Lorsque j’ai commencé ce livre, j’ai pensé que j’allais découvrir une histoire d’amitié entre deux personnes qui, à la base, n’ont rien en commun, un peu comme dans une caricature : le blanc riche autochtone, le noir pauvre étranger … J’ai vite compris que je me trompais . Avec intelligence, l’auteur aborde des thèmes délicats, voire difficiles : la maladie grave,  la mort éventuelle d’un enfant et la souffrance des parents qui ne vivent pas cet état de fait de la même façon, les tensions raciales dans une ville et la place de chacun, la portée des médias : capables de manipuler l’opinion publique, de faire très mal en allant trop loin dans leurs propos (plus ou moins vérifiés et / ou transformés avant d’être diffusés), le rôle des enseignants, des témoins … et le poids du passé…  

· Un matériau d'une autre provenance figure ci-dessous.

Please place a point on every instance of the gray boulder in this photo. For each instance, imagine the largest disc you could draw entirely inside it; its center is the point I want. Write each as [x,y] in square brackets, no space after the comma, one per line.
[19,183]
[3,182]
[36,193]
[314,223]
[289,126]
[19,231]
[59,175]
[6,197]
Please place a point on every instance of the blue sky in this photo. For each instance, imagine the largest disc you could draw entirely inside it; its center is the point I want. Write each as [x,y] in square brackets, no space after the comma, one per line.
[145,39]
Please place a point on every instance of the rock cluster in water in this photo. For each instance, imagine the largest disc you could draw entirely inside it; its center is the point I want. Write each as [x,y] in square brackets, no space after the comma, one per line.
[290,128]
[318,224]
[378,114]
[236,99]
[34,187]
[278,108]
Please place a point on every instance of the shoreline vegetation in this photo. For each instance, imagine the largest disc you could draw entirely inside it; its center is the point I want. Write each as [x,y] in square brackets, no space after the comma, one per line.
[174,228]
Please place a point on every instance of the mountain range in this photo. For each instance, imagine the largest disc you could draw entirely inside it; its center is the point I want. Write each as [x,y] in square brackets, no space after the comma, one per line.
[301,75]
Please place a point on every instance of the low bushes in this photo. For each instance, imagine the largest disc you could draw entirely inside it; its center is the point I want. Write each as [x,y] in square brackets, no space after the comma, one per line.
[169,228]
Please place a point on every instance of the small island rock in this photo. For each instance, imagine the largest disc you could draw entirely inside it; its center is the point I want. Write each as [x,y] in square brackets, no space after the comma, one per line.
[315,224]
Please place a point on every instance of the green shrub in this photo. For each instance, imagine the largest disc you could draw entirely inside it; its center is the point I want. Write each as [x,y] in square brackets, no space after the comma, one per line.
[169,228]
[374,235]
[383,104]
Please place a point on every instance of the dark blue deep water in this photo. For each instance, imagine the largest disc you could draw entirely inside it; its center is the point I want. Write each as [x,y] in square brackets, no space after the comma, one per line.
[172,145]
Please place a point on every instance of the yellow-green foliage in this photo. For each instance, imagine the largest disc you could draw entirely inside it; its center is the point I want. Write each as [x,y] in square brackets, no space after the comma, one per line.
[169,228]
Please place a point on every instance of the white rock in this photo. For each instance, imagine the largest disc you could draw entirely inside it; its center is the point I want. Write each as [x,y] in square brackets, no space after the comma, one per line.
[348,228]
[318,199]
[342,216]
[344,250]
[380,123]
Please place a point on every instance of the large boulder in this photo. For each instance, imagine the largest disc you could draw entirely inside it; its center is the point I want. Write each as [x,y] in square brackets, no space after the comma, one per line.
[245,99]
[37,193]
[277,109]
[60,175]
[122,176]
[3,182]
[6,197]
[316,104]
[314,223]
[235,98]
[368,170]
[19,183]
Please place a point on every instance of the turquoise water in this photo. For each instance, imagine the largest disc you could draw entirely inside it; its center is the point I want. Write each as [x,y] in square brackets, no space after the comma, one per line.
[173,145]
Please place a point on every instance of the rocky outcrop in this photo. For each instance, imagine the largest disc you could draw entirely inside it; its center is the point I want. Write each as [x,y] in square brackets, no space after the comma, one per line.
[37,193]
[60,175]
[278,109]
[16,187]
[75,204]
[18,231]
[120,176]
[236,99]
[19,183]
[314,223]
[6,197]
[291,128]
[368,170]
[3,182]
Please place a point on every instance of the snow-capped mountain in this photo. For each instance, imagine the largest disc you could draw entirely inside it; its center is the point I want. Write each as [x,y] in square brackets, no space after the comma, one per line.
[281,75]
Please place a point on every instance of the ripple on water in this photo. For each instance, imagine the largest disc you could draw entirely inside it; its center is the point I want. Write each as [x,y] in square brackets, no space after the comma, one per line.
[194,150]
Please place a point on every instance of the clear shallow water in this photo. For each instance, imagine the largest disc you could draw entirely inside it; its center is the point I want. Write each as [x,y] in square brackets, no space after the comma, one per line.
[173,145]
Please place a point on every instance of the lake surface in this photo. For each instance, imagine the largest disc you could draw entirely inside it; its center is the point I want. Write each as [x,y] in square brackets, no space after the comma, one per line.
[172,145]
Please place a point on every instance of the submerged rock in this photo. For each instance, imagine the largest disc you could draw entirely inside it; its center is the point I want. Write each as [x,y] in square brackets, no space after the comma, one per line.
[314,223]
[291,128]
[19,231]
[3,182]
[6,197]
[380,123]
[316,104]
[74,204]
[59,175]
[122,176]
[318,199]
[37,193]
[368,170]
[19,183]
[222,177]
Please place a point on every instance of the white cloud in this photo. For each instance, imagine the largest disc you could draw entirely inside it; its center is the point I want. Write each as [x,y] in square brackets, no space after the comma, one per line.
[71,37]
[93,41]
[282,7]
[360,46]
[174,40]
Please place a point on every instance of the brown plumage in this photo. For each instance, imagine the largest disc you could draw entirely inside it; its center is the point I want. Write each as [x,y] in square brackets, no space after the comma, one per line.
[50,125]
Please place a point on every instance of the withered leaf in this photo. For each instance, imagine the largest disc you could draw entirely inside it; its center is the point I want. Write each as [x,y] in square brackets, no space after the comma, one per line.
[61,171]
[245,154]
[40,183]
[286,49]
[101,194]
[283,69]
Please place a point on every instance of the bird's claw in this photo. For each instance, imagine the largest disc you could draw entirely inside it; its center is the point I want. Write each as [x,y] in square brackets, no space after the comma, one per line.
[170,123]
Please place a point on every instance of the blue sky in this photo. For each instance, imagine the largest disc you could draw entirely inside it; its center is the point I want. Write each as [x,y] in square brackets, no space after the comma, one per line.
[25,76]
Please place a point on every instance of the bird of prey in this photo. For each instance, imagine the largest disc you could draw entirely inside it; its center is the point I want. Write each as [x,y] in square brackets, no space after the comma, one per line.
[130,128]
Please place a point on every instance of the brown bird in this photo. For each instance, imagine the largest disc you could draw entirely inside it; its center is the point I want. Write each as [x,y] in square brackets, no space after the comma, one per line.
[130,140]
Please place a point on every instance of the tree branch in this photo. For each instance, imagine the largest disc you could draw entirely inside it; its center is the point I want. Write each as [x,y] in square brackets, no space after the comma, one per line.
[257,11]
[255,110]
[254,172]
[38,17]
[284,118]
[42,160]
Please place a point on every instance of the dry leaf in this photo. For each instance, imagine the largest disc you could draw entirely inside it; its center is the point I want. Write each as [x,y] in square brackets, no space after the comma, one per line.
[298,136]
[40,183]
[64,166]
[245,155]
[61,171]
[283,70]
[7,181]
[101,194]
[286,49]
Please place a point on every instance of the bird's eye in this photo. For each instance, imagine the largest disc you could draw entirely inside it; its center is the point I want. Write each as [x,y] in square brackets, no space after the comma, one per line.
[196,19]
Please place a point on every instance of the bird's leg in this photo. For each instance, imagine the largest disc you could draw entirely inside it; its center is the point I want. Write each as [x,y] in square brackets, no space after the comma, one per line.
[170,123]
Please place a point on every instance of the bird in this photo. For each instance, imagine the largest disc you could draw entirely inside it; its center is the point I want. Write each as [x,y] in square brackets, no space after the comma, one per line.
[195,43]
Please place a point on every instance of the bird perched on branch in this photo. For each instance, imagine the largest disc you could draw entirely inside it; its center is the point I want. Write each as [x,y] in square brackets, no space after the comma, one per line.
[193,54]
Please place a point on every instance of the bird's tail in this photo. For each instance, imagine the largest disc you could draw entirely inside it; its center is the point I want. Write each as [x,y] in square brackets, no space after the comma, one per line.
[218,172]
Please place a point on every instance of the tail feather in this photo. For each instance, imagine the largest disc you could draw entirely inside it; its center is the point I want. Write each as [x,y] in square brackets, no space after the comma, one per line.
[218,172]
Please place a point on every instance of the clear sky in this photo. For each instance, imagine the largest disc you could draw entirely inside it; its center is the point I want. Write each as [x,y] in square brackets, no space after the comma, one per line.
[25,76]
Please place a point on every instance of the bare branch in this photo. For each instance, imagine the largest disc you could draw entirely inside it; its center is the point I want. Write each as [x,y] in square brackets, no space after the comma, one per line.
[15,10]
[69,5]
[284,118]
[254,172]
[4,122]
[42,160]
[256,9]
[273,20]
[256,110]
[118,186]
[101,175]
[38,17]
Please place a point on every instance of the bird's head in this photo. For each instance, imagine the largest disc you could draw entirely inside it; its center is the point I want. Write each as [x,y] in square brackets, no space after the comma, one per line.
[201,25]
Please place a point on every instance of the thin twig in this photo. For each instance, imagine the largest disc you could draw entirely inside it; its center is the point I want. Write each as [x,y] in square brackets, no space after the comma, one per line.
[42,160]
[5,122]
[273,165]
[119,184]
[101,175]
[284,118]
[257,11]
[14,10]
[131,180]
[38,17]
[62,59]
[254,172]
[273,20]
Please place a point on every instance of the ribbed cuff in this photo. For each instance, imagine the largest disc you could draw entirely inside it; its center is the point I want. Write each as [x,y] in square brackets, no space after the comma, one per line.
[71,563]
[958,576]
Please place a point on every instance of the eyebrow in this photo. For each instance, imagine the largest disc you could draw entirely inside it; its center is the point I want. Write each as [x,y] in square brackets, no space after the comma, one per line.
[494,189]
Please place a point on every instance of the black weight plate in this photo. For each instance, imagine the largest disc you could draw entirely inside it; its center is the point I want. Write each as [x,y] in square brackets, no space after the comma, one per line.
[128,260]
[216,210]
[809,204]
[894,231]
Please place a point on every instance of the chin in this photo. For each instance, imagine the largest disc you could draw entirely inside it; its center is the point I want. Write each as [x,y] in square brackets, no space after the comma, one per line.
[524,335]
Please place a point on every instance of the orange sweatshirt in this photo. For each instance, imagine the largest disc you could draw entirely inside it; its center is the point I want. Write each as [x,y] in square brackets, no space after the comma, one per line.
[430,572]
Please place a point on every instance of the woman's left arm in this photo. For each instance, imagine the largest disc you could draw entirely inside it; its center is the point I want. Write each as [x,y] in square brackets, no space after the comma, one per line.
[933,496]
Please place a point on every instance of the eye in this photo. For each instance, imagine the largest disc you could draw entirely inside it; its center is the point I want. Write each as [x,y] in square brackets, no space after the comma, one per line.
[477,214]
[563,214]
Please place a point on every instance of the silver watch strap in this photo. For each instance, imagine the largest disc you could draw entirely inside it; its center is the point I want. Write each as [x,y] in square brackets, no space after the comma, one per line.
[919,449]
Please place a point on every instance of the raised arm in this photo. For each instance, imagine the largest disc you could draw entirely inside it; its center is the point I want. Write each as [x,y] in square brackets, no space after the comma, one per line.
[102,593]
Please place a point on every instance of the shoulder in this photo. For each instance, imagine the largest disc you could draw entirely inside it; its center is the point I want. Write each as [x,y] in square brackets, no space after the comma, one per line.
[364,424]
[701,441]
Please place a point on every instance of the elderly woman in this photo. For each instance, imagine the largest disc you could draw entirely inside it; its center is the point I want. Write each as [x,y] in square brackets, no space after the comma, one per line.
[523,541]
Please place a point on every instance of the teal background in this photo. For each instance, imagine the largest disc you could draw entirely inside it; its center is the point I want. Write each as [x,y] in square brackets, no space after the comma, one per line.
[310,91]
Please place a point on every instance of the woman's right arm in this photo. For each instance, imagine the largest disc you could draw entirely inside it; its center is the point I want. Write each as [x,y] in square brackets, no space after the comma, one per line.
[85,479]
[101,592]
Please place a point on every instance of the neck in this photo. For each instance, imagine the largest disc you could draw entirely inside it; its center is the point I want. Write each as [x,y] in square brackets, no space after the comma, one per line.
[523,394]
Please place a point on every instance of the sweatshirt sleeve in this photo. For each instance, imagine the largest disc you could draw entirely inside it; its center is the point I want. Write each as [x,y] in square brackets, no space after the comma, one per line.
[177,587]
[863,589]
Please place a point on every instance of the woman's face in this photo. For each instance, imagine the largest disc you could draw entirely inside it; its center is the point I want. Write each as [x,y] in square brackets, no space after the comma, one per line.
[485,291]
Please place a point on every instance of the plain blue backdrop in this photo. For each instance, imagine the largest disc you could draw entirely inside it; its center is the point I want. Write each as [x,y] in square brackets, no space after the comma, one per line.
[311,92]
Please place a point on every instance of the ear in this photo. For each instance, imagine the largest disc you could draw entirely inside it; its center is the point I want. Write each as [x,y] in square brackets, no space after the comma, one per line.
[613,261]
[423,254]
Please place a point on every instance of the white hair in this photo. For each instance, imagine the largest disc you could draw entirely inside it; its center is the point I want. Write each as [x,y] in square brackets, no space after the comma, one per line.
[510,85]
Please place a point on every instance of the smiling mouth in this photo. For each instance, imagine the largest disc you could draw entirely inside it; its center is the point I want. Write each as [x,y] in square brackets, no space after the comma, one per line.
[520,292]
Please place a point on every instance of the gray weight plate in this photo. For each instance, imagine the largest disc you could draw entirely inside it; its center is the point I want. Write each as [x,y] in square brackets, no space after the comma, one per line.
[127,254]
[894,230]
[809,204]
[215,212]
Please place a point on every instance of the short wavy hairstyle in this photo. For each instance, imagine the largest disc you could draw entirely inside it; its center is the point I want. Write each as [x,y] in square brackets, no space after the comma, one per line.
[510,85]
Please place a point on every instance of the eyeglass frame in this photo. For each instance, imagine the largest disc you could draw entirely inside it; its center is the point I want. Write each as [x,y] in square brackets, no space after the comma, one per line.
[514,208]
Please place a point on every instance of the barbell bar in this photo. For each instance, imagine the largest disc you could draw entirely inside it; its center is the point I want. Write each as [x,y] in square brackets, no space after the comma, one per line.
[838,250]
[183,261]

Les deux familles veulent, chacune, protéger, leur enfant mais à quel prix ? Peuvent-elles dialoguer et essayer de (se) comprendre ? Tous les adultes paraissent avoir une part d’ombre, quels buts poursuivent-ils dans la vie ? Quels sacrifices sont prêts à faire les uns pour s’intégrer et les autres pour les accepter ? Quel est le secret dont la mère d’Abdi semble dépositaire ? Qu’a-t-elle vécu, avec sa famille dans le camp de Hartisheikh où ils étaient en transit ? L’amitié entre les deux camarades est-elle saine ? Ne profitent-ils pas l’un et l’autre de leur situation pour obtenir ce qu’ils veulent ? Peut-on faire abstraction de ce qu’on a vécu et avancer en toute quiétude ?

Cet opus est une réussite. Il est très complet, bien écrit dans un style de qualité (merci à la traductrice).  L’ensemble est bouleversant et Gilly Macmillan évoque le drame vécu par ses deux familles avec  un ton très juste et beaucoup de doigté.